Sorry I wasn't very clear there.  By deleting the lock database I meant:

* See corruption in logs
* Stop apache
* Delete lock database
* Start apache

Comment 3 Joe Orton 2008-04-25 03:08:33 UTC

OK, so what are the "corruption" errors which are being logged which lead you to delete the lock database in the first place?

Comment 4 Jeremy Orem 2008-04-25 09:16:19 UTC

The errors I pasted are the errors that cause me to delete the lock database. 

More examples: 

cat /var/log/httpd/error_log | grep corrupt  |tail -n 4
[Fri Apr 25 09:13:00 2008] [error] [client 10.2.80.101] (2)No such file or directory: The lock database was found to be corrupt. An indirect lock's direct lock could not be found.  [500, #402]
[Fri Apr 25 09:13:41 2008] [error] [client 10.2.80.101] (2)No such file or directory: The lock database was found to be corrupt. An indirect lock's direct lock could not be found.  [500, #402]
[Fri Apr 25 09:14:10 2008] [error] [client 10.2.80.101] The lock database was found to be corrupt. An indirect lock's direct lock could not be found.  [500, #402]
[Fri Apr 25 09:14:11 2008] [error] [client 10.2.80.101] The lock database was found to be corrupt. An indirect lock's direct lock could not be found.  [500, #402]


Note that I haven't deleted the lock database since around Apr 15.

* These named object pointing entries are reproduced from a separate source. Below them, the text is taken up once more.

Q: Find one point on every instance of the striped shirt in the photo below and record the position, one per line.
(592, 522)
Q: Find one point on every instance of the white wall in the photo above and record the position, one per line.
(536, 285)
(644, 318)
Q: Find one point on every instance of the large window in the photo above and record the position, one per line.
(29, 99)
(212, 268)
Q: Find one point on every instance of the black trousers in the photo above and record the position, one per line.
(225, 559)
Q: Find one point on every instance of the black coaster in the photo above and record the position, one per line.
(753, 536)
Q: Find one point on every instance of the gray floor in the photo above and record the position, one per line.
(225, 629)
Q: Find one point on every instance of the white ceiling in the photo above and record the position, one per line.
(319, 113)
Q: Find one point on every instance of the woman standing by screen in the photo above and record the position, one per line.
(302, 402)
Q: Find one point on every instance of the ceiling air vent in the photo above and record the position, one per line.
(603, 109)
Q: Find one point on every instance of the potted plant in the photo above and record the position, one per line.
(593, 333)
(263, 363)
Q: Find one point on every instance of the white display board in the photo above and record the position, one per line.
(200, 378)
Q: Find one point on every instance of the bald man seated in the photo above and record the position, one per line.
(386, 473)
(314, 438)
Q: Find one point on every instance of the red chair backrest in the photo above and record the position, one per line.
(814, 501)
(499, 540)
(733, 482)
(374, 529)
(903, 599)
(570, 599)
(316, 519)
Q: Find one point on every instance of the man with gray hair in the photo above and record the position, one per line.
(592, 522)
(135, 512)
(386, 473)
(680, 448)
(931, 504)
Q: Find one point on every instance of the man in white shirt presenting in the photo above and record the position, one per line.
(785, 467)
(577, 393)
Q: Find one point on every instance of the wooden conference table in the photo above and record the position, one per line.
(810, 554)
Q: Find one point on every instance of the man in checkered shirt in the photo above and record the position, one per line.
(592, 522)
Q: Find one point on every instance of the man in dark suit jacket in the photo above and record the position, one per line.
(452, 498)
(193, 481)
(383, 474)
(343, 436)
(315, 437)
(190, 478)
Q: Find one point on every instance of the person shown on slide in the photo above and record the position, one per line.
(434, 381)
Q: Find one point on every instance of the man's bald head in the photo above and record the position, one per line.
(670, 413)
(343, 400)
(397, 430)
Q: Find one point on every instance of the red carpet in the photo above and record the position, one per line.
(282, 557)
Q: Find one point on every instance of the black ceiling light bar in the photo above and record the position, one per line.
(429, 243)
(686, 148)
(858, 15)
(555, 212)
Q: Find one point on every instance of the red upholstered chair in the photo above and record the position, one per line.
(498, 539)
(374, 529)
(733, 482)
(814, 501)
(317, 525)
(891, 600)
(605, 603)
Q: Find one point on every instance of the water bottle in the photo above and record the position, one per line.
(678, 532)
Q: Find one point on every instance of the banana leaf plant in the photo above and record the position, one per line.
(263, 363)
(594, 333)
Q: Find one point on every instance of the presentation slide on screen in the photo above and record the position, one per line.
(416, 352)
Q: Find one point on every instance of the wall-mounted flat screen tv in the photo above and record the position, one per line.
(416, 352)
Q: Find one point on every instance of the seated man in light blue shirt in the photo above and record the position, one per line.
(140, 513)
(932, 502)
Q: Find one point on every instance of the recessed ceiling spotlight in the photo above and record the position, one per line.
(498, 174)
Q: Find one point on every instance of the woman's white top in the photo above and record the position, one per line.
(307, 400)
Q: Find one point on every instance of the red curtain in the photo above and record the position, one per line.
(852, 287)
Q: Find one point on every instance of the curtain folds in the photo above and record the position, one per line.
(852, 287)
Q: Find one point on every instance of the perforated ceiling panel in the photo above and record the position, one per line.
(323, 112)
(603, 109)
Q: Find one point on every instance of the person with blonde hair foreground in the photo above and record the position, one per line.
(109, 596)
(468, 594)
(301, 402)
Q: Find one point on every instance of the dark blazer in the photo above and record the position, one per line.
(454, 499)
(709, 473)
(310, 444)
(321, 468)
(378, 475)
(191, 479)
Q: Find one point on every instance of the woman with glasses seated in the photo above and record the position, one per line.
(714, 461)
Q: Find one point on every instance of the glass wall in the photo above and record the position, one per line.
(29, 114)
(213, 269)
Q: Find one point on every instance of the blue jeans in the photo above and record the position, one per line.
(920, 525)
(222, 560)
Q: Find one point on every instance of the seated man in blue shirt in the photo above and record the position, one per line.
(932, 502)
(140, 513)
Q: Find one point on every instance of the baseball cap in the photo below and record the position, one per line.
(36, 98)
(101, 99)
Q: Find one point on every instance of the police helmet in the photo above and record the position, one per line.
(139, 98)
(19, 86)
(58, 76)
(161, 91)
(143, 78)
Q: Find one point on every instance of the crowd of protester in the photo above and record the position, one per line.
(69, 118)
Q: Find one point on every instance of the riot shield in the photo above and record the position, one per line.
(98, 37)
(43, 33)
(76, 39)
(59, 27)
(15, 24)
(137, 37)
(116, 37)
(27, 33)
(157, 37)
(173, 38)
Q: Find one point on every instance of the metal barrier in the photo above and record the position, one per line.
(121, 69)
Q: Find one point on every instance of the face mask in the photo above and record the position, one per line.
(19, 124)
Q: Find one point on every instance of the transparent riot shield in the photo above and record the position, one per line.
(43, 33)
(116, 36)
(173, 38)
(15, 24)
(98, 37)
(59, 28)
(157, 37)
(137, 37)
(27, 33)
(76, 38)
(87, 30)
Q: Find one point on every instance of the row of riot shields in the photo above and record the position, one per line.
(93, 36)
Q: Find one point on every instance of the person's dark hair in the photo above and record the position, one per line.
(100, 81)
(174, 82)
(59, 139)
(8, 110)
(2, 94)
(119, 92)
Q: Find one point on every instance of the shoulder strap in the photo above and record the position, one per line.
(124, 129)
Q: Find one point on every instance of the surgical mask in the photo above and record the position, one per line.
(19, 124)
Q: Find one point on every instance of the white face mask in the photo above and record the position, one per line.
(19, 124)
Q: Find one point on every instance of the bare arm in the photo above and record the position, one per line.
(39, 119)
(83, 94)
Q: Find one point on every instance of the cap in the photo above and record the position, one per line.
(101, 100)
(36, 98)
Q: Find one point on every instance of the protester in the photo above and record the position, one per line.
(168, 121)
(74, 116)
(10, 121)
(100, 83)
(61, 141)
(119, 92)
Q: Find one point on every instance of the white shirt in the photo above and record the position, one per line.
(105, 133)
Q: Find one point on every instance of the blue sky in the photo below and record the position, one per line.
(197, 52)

Comment 5 Joe Orton 2008-04-25 09:33:52 UTC

Has the lock database been re-created on disk at the point these errors are logged?

Comment 6 Jeremy Orem 2008-04-25 10:25:00 UTC

It doesn't look like the lock database is being recreated.  I watched the lock directory for about a minute with inotify.  Results:

     43 lockdb.dir IN_CLOSE_WRITE
     43 lockdb.dir IN_OPEN
     46 lockdb.dir IN_ACCESS
     46 lockdb.pag IN_CLOSE_WRITE
     46 lockdb.pag IN_OPEN
    187 lockdb.pag IN_MODIFY
    243 lockdb.pag IN_ACCESS

I was able to trigger

[Fri Apr 25 10:24:16 2008] [error] [client 10.2.80.101] (2)No such file or directory: The lock database was found to be corrupt. An indirect lock's direct lock could not be found.  [500, #402]

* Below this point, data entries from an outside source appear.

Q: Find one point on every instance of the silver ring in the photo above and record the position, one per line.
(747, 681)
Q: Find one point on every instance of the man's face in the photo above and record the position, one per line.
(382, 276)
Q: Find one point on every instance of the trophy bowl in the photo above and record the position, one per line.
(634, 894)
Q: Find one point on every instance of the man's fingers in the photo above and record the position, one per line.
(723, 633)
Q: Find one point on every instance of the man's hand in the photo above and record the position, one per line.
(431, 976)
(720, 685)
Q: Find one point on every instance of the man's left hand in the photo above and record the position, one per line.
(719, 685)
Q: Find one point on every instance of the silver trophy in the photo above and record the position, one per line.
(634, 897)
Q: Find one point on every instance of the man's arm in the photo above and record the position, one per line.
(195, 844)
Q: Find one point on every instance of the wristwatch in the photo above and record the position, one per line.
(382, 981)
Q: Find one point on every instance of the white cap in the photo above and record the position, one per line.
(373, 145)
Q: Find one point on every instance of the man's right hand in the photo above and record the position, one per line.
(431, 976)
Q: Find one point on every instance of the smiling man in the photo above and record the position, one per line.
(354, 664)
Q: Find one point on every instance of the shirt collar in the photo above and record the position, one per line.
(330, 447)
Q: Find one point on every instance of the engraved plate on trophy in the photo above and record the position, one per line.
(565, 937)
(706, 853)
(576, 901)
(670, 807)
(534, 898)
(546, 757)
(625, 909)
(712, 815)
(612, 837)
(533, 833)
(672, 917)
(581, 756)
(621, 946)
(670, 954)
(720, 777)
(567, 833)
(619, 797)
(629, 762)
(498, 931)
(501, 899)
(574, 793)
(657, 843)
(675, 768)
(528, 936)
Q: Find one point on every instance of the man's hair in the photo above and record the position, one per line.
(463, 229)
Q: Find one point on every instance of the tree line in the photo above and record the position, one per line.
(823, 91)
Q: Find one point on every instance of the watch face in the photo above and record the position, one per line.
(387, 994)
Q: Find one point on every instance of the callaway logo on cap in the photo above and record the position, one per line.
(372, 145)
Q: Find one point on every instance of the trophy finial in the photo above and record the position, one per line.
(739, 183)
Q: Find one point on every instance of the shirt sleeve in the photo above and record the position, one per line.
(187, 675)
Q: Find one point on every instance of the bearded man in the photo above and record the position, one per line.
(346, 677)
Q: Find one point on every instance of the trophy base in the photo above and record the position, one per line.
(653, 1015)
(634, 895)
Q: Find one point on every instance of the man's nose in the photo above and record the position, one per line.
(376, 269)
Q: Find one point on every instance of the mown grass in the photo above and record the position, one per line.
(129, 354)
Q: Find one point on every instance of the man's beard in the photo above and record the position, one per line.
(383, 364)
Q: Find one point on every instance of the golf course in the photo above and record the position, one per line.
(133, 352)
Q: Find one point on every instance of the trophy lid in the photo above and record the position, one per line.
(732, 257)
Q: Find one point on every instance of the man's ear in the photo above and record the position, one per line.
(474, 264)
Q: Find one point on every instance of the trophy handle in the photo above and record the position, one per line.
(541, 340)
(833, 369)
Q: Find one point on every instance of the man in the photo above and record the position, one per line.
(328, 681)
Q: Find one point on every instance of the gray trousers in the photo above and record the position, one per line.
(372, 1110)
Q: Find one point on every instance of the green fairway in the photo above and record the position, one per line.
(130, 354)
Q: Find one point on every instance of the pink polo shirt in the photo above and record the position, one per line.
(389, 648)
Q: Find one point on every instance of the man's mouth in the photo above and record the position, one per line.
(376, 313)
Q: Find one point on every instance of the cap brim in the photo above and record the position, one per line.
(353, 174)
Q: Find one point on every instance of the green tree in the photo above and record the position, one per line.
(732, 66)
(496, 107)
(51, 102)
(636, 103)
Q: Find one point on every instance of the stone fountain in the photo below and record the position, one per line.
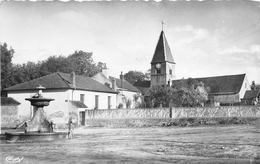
(39, 127)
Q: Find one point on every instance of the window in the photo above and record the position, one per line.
(96, 102)
(82, 98)
(109, 102)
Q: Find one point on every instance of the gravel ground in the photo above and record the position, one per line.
(209, 144)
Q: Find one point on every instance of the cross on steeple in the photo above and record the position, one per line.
(162, 25)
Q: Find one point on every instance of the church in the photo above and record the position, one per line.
(228, 89)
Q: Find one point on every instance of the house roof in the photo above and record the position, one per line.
(62, 81)
(126, 84)
(9, 101)
(78, 104)
(230, 84)
(162, 51)
(251, 94)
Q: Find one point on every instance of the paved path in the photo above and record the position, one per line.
(226, 144)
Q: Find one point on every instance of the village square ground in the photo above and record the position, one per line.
(205, 144)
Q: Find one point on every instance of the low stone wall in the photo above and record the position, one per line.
(155, 117)
(9, 116)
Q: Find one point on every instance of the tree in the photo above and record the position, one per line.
(6, 65)
(133, 76)
(147, 75)
(160, 95)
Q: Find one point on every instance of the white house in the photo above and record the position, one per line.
(126, 91)
(73, 95)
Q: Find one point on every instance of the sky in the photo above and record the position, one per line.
(206, 38)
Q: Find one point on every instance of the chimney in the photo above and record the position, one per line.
(121, 79)
(73, 78)
(105, 70)
(114, 84)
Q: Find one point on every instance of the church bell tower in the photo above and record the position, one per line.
(162, 64)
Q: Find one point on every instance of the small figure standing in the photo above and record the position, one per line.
(51, 126)
(25, 127)
(70, 132)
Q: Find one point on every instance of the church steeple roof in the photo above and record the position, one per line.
(162, 52)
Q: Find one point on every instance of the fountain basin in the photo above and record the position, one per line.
(39, 102)
(35, 136)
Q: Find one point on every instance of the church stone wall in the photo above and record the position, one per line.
(150, 117)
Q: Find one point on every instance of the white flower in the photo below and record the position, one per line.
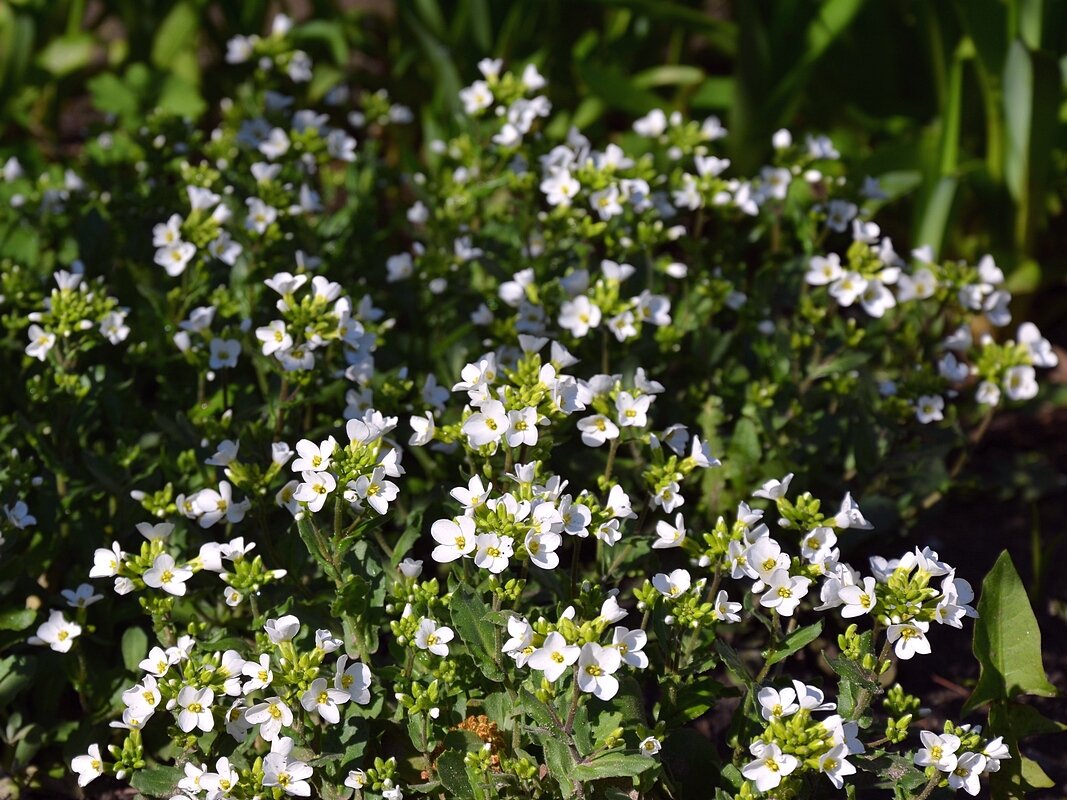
(522, 427)
(631, 644)
(259, 674)
(770, 766)
(773, 489)
(579, 315)
(668, 497)
(650, 746)
(775, 704)
(476, 98)
(378, 492)
(456, 539)
(633, 411)
(725, 610)
(89, 767)
(876, 299)
(493, 552)
(81, 597)
(271, 716)
(560, 188)
(554, 656)
(164, 574)
(290, 776)
(274, 337)
(784, 592)
(1020, 383)
(354, 680)
(222, 781)
(1040, 351)
(321, 699)
(824, 270)
(315, 490)
(19, 515)
(314, 458)
(596, 430)
(223, 456)
(282, 629)
(909, 638)
(858, 601)
(41, 342)
(175, 257)
(847, 288)
(937, 751)
(969, 768)
(996, 751)
(674, 585)
(58, 634)
(488, 425)
(849, 515)
(835, 767)
(157, 662)
(195, 712)
(224, 353)
(929, 409)
(595, 668)
(669, 536)
(433, 638)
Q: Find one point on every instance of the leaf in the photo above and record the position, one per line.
(1019, 774)
(134, 648)
(177, 32)
(795, 641)
(696, 699)
(157, 781)
(16, 673)
(67, 53)
(451, 770)
(1007, 641)
(612, 765)
(733, 662)
(688, 755)
(850, 671)
(18, 619)
(468, 613)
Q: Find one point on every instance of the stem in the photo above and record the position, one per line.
(928, 788)
(575, 697)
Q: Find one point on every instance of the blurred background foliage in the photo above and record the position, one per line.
(958, 106)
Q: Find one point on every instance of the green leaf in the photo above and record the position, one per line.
(1007, 641)
(612, 765)
(134, 648)
(18, 619)
(67, 54)
(733, 662)
(16, 673)
(798, 639)
(177, 32)
(468, 616)
(1019, 774)
(157, 781)
(451, 770)
(696, 699)
(851, 671)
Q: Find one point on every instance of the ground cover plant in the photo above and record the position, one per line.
(344, 463)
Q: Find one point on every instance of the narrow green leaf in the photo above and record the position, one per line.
(134, 648)
(157, 781)
(451, 770)
(468, 613)
(18, 619)
(612, 765)
(1007, 641)
(795, 641)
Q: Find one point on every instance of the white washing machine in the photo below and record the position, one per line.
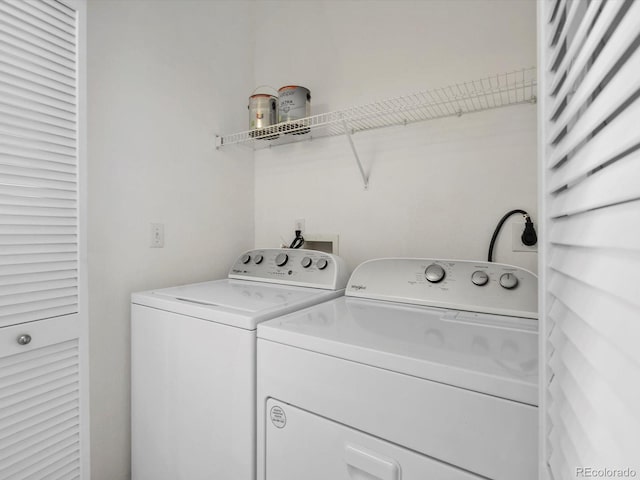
(193, 359)
(425, 369)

several times while watching.  

The strange thing is that it seems to only become corrupt for certain directories.  For example even though locking /user/05c3d5e2202a7f92edddfb4753c5fa771758daeb/ causes 500 errors I can lock a different directory with no problems.

Comment 7 Jeremy Orem 2008-05-09 17:28:51 UTC

Anything else I can do to assist here?

Comment 8 Wim Lewis 2011-04-19 20:56:24 UTC

I am seeing identical or very similar corruption (2.2.15 on MacOSX). In my case I think that bug #50773 might the specific cause.

Comment 9 Werner Schalk 2012-09-17 09:39:19 UTC

I can confirm this bug exists in 2.2.22 and I am constantly hitting it. Any fixes in sight?